Quara burst into the library and said “Master, what is this all about? You nearly knocked me down the staircase. You gave me an awful fright!” Sheldon did not respond, and continued to study the papers, and books strewn out all over the desktop. Concentrating. Breathing, slowly.
“It’s not hear, I cannot find it, Quara!”
Quara, of course, had no idea what Sheldon was talking about, so probed, “Master, I don’t know what you are talking about. You are supposed to be in meditative practice. I am confused.”
Sheldon continued to search through the papers, combing books, tossing them aside.
“I know it’s here, Quara. It has to be.”
Quara stumped, decided to take a different approach. “Master, why don’t you sit down for a moment, and breathe. You know that it will come to you then.”
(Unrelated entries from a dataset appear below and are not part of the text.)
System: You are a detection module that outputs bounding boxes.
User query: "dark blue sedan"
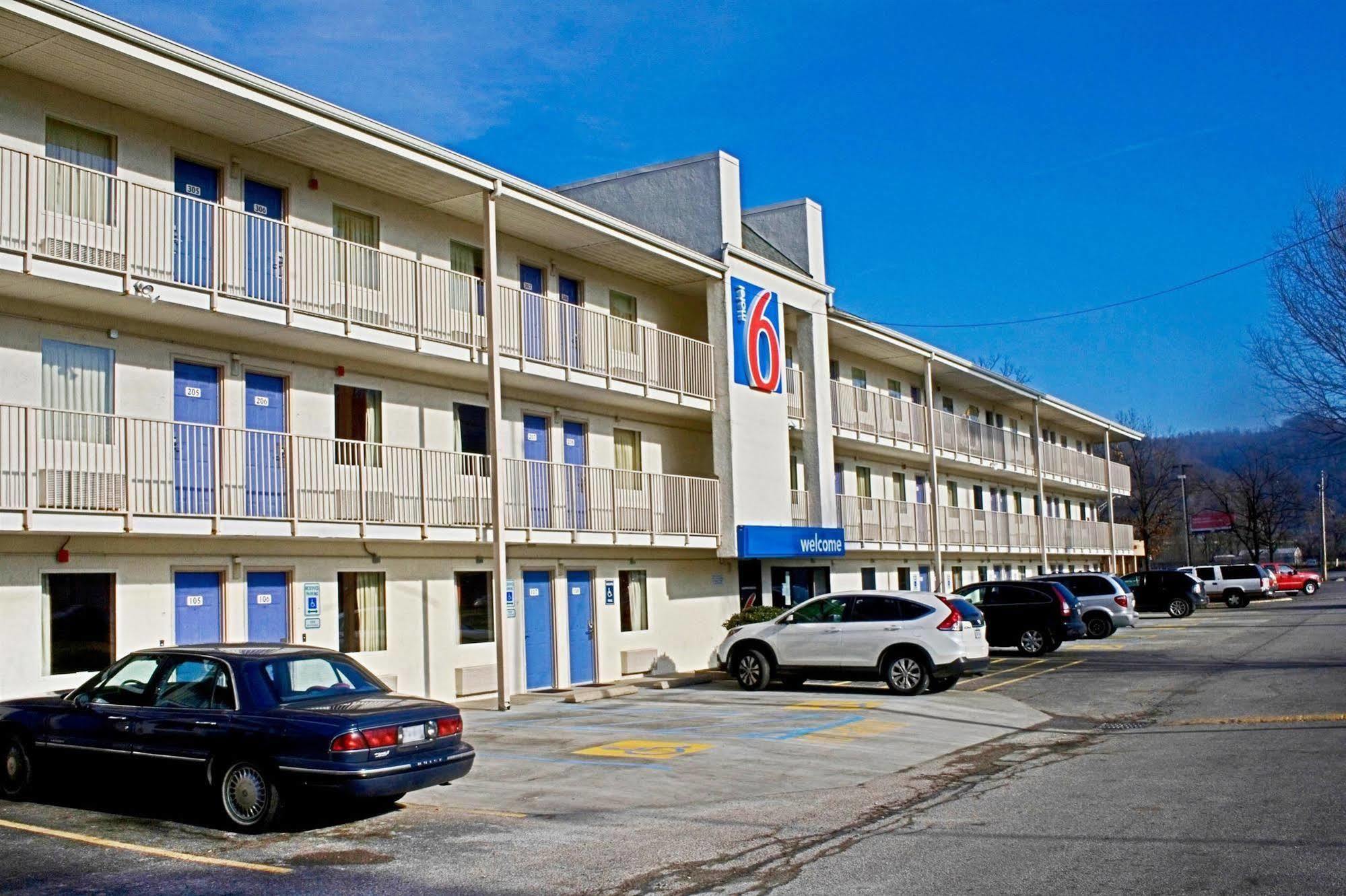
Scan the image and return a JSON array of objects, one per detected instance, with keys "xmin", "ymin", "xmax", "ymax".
[{"xmin": 0, "ymin": 644, "xmax": 475, "ymax": 830}]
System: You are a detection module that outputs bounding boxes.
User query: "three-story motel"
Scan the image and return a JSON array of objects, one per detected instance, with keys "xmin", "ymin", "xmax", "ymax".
[{"xmin": 0, "ymin": 0, "xmax": 1140, "ymax": 697}]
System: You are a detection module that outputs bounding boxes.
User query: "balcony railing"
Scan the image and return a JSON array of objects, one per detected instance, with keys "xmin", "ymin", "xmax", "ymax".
[
  {"xmin": 0, "ymin": 147, "xmax": 713, "ymax": 401},
  {"xmin": 934, "ymin": 411, "xmax": 1036, "ymax": 472},
  {"xmin": 0, "ymin": 405, "xmax": 718, "ymax": 535},
  {"xmin": 784, "ymin": 368, "xmax": 803, "ymax": 420},
  {"xmin": 832, "ymin": 380, "xmax": 926, "ymax": 446},
  {"xmin": 837, "ymin": 495, "xmax": 930, "ymax": 545}
]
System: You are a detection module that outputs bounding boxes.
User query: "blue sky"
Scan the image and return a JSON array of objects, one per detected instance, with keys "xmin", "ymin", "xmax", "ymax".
[{"xmin": 94, "ymin": 0, "xmax": 1346, "ymax": 431}]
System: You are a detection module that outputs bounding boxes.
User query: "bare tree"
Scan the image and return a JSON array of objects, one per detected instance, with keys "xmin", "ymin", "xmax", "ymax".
[
  {"xmin": 977, "ymin": 351, "xmax": 1032, "ymax": 382},
  {"xmin": 1202, "ymin": 448, "xmax": 1307, "ymax": 562},
  {"xmin": 1113, "ymin": 411, "xmax": 1182, "ymax": 569},
  {"xmin": 1252, "ymin": 187, "xmax": 1346, "ymax": 449}
]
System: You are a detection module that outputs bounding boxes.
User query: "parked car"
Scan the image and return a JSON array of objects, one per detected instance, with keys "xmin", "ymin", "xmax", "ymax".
[
  {"xmin": 954, "ymin": 581, "xmax": 1085, "ymax": 656},
  {"xmin": 1032, "ymin": 572, "xmax": 1140, "ymax": 637},
  {"xmin": 717, "ymin": 590, "xmax": 989, "ymax": 697},
  {"xmin": 1263, "ymin": 563, "xmax": 1323, "ymax": 594},
  {"xmin": 1178, "ymin": 563, "xmax": 1275, "ymax": 607},
  {"xmin": 0, "ymin": 644, "xmax": 475, "ymax": 830},
  {"xmin": 1121, "ymin": 569, "xmax": 1210, "ymax": 619}
]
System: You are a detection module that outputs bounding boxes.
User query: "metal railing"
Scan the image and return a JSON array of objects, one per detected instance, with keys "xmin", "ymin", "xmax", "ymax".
[
  {"xmin": 0, "ymin": 147, "xmax": 714, "ymax": 400},
  {"xmin": 832, "ymin": 380, "xmax": 926, "ymax": 446},
  {"xmin": 837, "ymin": 495, "xmax": 930, "ymax": 545},
  {"xmin": 784, "ymin": 368, "xmax": 803, "ymax": 420},
  {"xmin": 934, "ymin": 409, "xmax": 1035, "ymax": 472},
  {"xmin": 0, "ymin": 405, "xmax": 718, "ymax": 535},
  {"xmin": 502, "ymin": 458, "xmax": 720, "ymax": 535}
]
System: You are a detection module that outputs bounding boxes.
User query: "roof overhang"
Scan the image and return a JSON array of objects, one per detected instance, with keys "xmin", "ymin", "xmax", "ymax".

Sheldon, not fully hearing Quara, yet sensing reasonableness in the docile way Quara was approaching them, sat down on the floor, closed their eyes, and breathed. Slowly. In, and out. In, and out.
Quara stooped down, sat on the floor across from their Master, and did the same. Concentrating. Breathing, slowly.
5 minutes, turned into, 10, which turned into an hour.
Sheldon opened their eyes, looked at the strewn papers and books littered across the library floor, looked over at Quara, who was still eyes shut breathing, and sighed.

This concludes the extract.